My understanding of North Korea is that the military is still conservative, so would attempts at reform just result in a coup and a return to the old rule, the same thing that almost happened to Gorbachev or that Mao tried to do when he was marginalized in the 1960s?
Would attempts at reform be so destabilizing to the country that it will collapse? I have read that the North Koreans keep the population subjugated by lying about the outside world, pretending it is a miserable planet full of dictatorships. When North Koreans find out en masse and are allowed to publicly discuss how much better off the rest of the world is, what would happen? I know the shock of finding out a deep secret like ‘your father is a pedophile’ has got to be tough, but what happens when an entire nation gets a psychological shock that heavy all at the same time?

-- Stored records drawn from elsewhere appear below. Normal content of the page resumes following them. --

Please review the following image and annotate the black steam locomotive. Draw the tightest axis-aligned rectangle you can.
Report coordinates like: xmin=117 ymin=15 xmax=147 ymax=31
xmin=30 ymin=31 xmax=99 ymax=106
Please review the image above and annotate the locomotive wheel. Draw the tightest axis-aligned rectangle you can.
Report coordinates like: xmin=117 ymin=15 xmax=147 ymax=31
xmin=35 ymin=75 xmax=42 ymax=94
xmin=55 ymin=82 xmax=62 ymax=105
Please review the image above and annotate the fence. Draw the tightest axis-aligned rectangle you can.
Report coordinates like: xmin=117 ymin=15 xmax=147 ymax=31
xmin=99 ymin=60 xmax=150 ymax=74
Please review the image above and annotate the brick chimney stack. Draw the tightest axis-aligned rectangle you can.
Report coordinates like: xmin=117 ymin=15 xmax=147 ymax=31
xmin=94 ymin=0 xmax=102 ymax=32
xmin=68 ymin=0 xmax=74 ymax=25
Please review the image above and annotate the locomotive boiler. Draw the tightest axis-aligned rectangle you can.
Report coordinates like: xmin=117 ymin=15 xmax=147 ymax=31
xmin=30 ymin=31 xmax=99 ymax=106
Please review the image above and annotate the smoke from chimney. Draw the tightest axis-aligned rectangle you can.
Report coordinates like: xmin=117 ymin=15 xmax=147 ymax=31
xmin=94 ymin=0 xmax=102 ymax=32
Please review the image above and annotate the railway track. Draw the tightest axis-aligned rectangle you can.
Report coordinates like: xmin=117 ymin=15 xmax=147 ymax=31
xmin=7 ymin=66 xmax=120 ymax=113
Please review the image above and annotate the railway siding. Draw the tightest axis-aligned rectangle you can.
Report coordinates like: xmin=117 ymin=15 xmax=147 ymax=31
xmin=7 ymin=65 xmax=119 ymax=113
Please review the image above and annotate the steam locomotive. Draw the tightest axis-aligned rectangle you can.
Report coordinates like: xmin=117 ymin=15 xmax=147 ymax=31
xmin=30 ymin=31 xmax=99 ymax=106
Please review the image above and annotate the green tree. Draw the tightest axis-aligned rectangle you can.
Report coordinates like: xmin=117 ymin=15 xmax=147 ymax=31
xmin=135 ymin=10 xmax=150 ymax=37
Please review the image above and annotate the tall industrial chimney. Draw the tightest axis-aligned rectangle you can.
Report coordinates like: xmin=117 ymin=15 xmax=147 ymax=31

Also North Koreans seem to have been deeply psychologically traumatized by the famine of the 1990s, the human rights abuses as well as chronically malnourished. Plus the pace of modern life would probably totally confuse many of them. So it seems the entire nation would be made up of emotionally unsound citizens (due to all the trauma they experience) who are also experiencing serious cognitive limitations due to malnourishment. I have read that among refugees who escape into South Korea, there is a risk of a permanent underclass of North Koreans because the rates of mental illness and physical illness are much higher, they are unable to cope with fast paced modern life and lower intelligences (due to childhood starvation) make them unable to function as well. So it seems the entire north korean nation is likely to be far more mentally unstable, unfit to cope with modern life, emotionally damaged, physically sick than their neighbors.
http://papercolours.blogspot.com/2009/02/national-geographic-what-darwin-didnt.html
compared with the average South Korean, North Koreans are markedly less educated and skilled. Having experienced years of malnutrition and the pain of seeing family members die of starvation, many suffer from serious physical and mental illnesses… hence the danger of “becoming a permanent underclass”… they crave a sense of belonging. “Most South Koreans are indifferent to their plight and to not have your suffering recognized is an almost unbearable form of violence.”
- Tom O’Neill
So even if a Gorbachev, Xiaoping, etc. does show up and institute serious reforms like demilitarization, human rights and civil rights reforms, market reforms, infrastructure advances, etc. Are the North Korean people capable of handling life in the 21st century? Or would all of the psychological problems and physical illnesses due to years of oppression and famine make them unable to cope?
Would this take 30+ years because an entire generation needs to be born that will be protected from malnourishment, severe emotional trauma and oppression as well as given a fast paced environment to learn to function in?
ie, even if a reformer comes up, will it take 20-30 years before a nation of physically and mentally healthy North Korean citizens are born and raised who are capable of really making their country work?